Figure 1: Modules of proposed routing mechanism.
3.1. Cluster Formation

The first step consists of cluster formations. There are many clustering schemes [38], but we have used the following one. In the start of the network deployment, all the nodes are assumed to have equal battery power. Initially, each node broadcasts a neighbor-discovery message. All nodes in their coverage area will reply with a neighbor-discovery ack message. Thus, network links and topology are built. Then, interested cluster head nodes send a cluster-invitation message to all one-hop and two-hop neighbors in order to become its cluster members. One- and two-hop neighbors respond back with cluster-joining message. In cluster-joining message, the node enables hop-count field, so that when cluster head receives cluster-joining message, it can confirm that the distance of the joining member is not more than two hops. Interested cluster head nodes may be defined in advance or selected randomly by the system based on their position. Described message flow system is shown in Figure 2.

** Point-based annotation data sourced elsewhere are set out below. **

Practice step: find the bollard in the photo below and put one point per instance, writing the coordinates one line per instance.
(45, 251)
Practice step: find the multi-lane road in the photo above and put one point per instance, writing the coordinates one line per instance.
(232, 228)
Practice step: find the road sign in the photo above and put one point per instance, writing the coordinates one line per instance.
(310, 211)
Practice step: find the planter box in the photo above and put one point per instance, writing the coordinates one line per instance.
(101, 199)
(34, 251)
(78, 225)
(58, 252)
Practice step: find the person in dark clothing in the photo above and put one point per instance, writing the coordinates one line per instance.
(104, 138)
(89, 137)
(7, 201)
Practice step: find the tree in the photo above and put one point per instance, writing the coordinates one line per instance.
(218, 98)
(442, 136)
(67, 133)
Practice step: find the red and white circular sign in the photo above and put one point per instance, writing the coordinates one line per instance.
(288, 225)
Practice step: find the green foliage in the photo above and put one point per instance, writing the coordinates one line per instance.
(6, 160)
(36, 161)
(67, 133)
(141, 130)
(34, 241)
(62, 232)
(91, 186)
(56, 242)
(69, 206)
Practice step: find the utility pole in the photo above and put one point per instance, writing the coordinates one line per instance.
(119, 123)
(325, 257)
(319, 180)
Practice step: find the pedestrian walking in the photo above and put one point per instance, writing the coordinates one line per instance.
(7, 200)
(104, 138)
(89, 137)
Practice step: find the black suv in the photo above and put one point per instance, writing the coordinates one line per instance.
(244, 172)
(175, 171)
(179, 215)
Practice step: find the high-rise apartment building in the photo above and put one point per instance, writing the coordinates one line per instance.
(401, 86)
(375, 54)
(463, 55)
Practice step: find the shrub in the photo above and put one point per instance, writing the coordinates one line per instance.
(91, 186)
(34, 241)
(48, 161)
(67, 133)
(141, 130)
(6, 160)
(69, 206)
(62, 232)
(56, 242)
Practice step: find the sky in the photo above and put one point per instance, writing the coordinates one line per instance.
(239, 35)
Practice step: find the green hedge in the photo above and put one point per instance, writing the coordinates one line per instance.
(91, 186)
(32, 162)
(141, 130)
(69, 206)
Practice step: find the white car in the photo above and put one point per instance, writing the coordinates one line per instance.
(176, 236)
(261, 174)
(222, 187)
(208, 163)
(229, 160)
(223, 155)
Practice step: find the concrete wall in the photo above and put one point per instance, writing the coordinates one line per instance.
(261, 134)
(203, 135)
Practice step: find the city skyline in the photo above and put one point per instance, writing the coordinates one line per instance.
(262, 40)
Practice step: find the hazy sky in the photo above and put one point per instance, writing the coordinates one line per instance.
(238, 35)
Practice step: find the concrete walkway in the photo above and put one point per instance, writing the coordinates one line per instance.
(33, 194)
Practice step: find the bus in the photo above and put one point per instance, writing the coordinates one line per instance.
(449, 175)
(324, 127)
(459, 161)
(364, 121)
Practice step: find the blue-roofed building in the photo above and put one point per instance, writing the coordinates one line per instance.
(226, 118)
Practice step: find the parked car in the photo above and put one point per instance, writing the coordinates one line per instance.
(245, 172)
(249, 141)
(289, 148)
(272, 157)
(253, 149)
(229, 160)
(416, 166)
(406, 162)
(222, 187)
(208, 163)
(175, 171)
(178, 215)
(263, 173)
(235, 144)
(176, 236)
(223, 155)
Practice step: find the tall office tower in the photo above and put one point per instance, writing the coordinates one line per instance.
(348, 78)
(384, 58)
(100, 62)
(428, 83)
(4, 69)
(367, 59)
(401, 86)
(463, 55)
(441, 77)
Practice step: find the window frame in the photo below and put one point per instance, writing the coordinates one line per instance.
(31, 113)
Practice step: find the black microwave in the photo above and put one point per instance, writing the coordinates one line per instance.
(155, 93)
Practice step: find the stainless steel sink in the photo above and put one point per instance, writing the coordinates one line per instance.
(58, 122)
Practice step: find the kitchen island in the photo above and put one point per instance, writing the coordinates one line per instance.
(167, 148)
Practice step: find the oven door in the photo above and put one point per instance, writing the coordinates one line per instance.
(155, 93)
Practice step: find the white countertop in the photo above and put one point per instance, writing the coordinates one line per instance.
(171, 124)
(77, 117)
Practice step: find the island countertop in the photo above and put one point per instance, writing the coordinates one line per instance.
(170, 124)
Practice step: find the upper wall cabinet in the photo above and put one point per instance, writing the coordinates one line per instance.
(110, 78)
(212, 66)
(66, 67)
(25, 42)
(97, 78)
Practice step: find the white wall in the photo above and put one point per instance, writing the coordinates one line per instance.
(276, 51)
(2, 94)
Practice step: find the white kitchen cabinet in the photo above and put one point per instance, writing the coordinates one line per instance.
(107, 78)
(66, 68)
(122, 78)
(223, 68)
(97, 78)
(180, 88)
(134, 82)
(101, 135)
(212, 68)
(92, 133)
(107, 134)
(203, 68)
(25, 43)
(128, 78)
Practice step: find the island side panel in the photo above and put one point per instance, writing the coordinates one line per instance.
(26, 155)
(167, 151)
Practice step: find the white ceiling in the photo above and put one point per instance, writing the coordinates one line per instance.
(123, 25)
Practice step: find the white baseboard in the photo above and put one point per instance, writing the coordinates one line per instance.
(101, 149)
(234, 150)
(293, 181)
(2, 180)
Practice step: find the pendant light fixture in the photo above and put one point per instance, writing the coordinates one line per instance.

Figure 2: Message flow for cluster formation.

We assume that cluster head is aware of its position with respect to sink node. Such location information can be obtained using global positioning system or using built-in configuration.

3.2. Energy Model

WSN is deployed in such areas where wired network is not feasible to maintain and configure. WSN is used to sense information, analyzes them, and transmits to base station. WSN nodes have built-in batteries which determine the network lifetime. The battery life of nodes in WSN depends on the location and other environmental factors. A node that is located in the center of WSN has less battery life as compared to those nodes which are located at edges, because the centre nodes not only collect information around its own field but also forward data for others as well towards the base station. It is not possible to replace or recharge batteries of dying nodes. There is a need for a constant power source for WSN nodes especially for sustainable WSN. Energy harvesting is a promising technique in which sensor nodes are empowered to extract energy from environment, store it, and later on use it for performing different tasks.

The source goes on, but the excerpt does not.